Human enteroids/colonoids in monolayer format (Figures 1–4) enable manipulations and sampling that would be cumbersome or impossible to achieve using 3D matrix-embedded cultures. 3D enteroids/colonoids vary in size, structural complexity, and luminal volume, and thus microinjection of microbes or small molecules are difficult to accurately quantitate. Additionally, in contrast to the monolayers (Table 1), 3D cultures prevent direct access to both the luminal and basolateral surfaces to measure ions, nutrients, cytokines or secreted factors associated with physiologic or pathophysiologic processes. Confluency (Figures 1–2) is one of the main properties of the enteroid/colonoid monolayer necessary for establishing not only the physiologic gradients of nutrients, ions, and other macromolecules,[16] but also creating the proper barrier between luminal microbiota and sterile mesenchymal/immune cell-populated serosal environments. These facets are important to consider for future studies that incorporate enteroid/colonoid monolayers with mesenchymal, immune, or neuronal cell types to build more complex physiological models.

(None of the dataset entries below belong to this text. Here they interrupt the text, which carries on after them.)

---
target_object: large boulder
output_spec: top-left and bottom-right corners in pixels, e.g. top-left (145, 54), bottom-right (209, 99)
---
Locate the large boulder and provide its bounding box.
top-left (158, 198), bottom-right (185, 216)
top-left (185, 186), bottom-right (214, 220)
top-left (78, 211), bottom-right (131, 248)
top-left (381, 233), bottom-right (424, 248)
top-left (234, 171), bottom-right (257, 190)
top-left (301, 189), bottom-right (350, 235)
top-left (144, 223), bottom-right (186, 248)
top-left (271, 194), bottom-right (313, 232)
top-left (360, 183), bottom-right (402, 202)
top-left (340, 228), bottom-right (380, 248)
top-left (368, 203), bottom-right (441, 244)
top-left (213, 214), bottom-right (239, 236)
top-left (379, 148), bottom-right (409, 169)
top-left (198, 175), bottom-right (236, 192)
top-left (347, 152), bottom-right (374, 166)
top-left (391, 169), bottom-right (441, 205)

Noted limitations of the cell culture insert model described here include lack of physical forces such as fluid shear stress and mechanical stretch/compression (peristalsis), and absence of an anaerobic apical environment normally experienced by intestinal epithelia in vivo. These elements have the potential to be addressed with more sophisticated microphysiological platforms,[26] but they also require additional expense, equipment, and expertise to implement. Both 3D and monolayer cultures are also without interactions with or contributions from the intestinal microbiome, stromal cell populations, and the immune system unless these components are purposefully added.

Future applications of the enteroid/colonoid monolayer on collagen IV-coated cell culture inserts may include other studies of pathogenic or commensal microbial interaction, drug or nutrient uptake, toxicity, metabolism, barrier function, and functional enhancement catalyzed by co-culture with additional intestinal cell types. Evaluations can be made not only within epithelia of healthy donors but also from individuals with genetic mutations or intestinal disorders, provided the in vivo phenotypes are established to be preserved in ex vivo enteroid/colonoid culture.